The skepticism made Mackey look up. Cambridge wasn’t trying to squish his head, but he wasn’t agreeing with Mackey either.

“What’s that supposed to mean?” Mackey shifted uneasily, wanting his guitar. His stomach hummed softly, somewhere between his spine and his groin, a restless itch he hated noticing because he could never get rid of it without music or drugs.

“Fine, then. Let’s start with a few questions that
I
am curious about. If you can answer those without wanting a shot of whiskey—”

“Vodka,” Mackey said seriously. “Or gin. They don’t taste as bad.”

“Okay, if you can answer those without wanting a shot of anything, I shall take it all back.”

“Woot! And that’ll be winning the lottery right there,” Mackey snapped, dripping acid.

“Oh yeah. I’ll throw in a gold watch for free.” Cambridge was a sarcastic shit too—Mackey grinned at him raggedly, approving.

“Then shoot.” Mackey pulled out his best fuck-off-and-love-me grin so the doc knew that nobody was getting under his skin.

“How old were you when you knew for sure you were gay?”

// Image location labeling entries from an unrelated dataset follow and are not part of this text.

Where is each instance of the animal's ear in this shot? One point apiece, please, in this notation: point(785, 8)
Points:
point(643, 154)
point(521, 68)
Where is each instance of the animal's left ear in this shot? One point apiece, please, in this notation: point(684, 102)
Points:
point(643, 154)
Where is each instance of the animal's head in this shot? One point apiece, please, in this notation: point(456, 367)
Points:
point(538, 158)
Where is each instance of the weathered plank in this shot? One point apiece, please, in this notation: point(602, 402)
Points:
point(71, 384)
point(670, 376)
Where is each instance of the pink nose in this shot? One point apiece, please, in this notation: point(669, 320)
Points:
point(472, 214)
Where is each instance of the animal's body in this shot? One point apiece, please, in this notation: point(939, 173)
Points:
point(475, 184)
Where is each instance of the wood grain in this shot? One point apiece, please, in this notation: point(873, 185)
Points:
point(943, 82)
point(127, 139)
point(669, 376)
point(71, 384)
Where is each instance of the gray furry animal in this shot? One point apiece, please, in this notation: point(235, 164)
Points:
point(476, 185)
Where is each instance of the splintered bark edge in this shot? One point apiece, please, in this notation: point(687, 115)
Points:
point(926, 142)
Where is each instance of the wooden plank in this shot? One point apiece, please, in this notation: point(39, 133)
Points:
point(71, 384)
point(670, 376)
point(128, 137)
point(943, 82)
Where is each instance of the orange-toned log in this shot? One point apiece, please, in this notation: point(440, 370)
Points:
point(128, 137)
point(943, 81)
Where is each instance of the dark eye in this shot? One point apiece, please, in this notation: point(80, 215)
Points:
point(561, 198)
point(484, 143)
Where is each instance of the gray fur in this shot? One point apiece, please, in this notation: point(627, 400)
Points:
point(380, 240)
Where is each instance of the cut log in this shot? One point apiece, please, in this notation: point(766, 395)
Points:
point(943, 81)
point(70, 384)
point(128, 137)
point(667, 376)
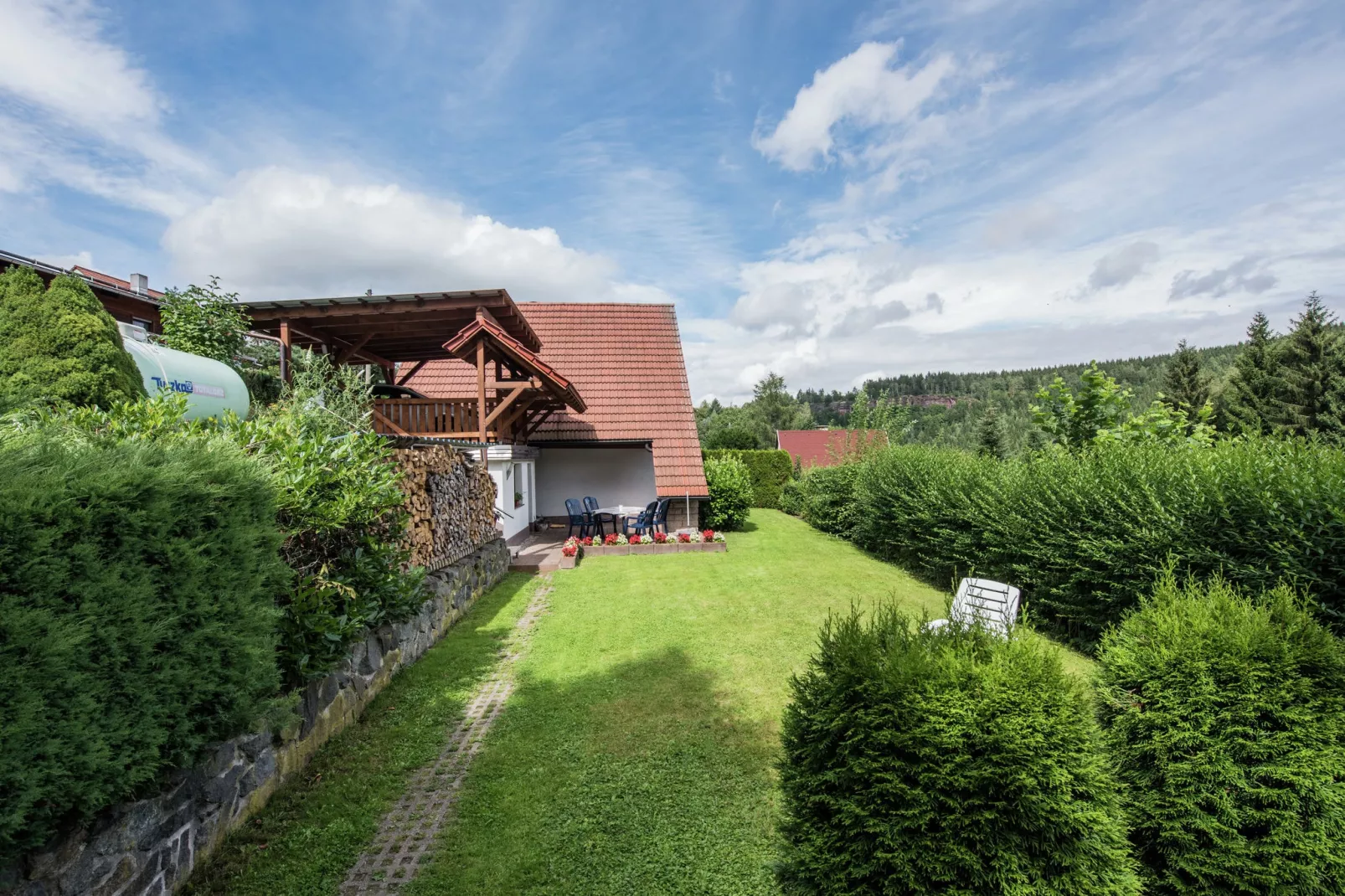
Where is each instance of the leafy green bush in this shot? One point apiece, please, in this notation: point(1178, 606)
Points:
point(137, 616)
point(946, 762)
point(59, 345)
point(770, 470)
point(826, 498)
point(204, 321)
point(730, 494)
point(1227, 720)
point(1085, 533)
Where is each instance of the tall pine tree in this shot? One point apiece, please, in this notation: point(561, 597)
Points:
point(1185, 386)
point(990, 436)
point(1312, 369)
point(1254, 399)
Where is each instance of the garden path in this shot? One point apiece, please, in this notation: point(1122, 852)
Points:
point(408, 832)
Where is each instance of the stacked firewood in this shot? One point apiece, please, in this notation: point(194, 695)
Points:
point(451, 502)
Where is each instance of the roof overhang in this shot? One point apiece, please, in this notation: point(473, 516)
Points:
point(390, 328)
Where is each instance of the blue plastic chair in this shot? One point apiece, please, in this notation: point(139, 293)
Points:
point(642, 523)
point(577, 517)
point(597, 519)
point(661, 516)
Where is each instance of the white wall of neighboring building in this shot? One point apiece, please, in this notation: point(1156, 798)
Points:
point(612, 475)
point(514, 476)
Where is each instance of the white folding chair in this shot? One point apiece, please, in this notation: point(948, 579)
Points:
point(992, 603)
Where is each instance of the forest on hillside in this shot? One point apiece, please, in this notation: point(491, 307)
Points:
point(1009, 392)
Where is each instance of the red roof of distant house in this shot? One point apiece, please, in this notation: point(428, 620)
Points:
point(826, 447)
point(626, 361)
point(108, 280)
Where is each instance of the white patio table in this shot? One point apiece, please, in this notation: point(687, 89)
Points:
point(619, 512)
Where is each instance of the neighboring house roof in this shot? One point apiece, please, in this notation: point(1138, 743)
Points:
point(626, 361)
point(117, 296)
point(113, 283)
point(826, 447)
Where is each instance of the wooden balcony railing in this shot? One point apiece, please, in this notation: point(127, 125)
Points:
point(450, 419)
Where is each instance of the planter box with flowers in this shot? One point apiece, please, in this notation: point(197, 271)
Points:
point(655, 543)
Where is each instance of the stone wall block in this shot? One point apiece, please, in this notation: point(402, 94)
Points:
point(151, 847)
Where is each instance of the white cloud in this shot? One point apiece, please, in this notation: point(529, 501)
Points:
point(1122, 265)
point(51, 55)
point(286, 233)
point(861, 89)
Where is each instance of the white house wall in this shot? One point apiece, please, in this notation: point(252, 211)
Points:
point(612, 475)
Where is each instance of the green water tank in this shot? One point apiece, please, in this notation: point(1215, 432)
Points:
point(211, 388)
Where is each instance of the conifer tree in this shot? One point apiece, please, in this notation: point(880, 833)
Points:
point(1312, 369)
point(57, 343)
point(1185, 386)
point(990, 436)
point(1254, 401)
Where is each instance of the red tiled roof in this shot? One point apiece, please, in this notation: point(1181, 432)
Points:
point(112, 281)
point(626, 361)
point(825, 447)
point(461, 348)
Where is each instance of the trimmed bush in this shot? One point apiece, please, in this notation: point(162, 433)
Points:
point(770, 470)
point(137, 618)
point(946, 762)
point(1227, 720)
point(59, 345)
point(730, 494)
point(826, 498)
point(1085, 533)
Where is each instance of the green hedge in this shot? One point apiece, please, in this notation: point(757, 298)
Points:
point(730, 494)
point(947, 762)
point(1085, 534)
point(770, 470)
point(137, 618)
point(1227, 720)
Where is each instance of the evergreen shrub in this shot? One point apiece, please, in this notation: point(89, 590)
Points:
point(826, 498)
point(137, 619)
point(730, 494)
point(1225, 718)
point(59, 345)
point(1085, 533)
point(946, 762)
point(770, 470)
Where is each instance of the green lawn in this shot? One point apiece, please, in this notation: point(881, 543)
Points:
point(311, 832)
point(636, 754)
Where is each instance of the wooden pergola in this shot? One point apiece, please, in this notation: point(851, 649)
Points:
point(515, 389)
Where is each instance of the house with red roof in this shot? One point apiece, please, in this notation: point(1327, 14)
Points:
point(564, 399)
point(126, 301)
point(827, 447)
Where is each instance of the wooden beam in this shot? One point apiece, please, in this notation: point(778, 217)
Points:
point(481, 399)
point(388, 423)
point(350, 350)
point(410, 373)
point(505, 403)
point(286, 373)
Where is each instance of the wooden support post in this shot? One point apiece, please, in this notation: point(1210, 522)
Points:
point(481, 399)
point(286, 373)
point(401, 381)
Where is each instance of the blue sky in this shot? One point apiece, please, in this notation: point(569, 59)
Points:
point(827, 190)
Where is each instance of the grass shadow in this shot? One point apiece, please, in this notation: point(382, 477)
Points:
point(315, 826)
point(634, 780)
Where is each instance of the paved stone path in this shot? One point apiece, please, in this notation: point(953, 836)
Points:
point(406, 833)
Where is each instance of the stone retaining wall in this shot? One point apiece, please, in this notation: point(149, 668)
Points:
point(150, 847)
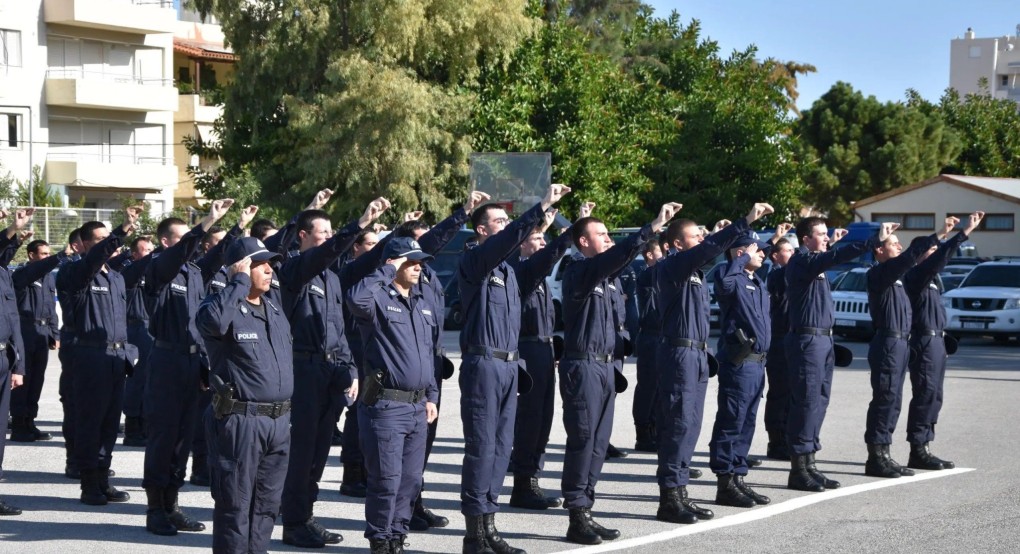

Grant softly breathing smoke into his mouth, and all of those things he’d been silently yearning for singing through his skin….

“Fourteen.”

“How did you know?”

The almost soothing pungency of marijuana, the lower tones of cut grass and rain, Grant’s aftershave and his body surrounding Mackey….

“I was kissed.”

“By whom?” Doc’s eye was twitching again. Good. Mackey’s whole gut was clenched into cannon shot.

“My brother’s friend.”

“Did your brother know?”

Grant dropping to his knees in Mackey’s bedroom, shaving his crotch so he could wear those damned pants, taking Mackey’s cock in his mouth while Mackey’s brothers ran around in circles in the living room….

“No,” Mackey said softly. In spite of himself, his breathing started to quicken like it did before a fight or after a fix or in the middle of fucking.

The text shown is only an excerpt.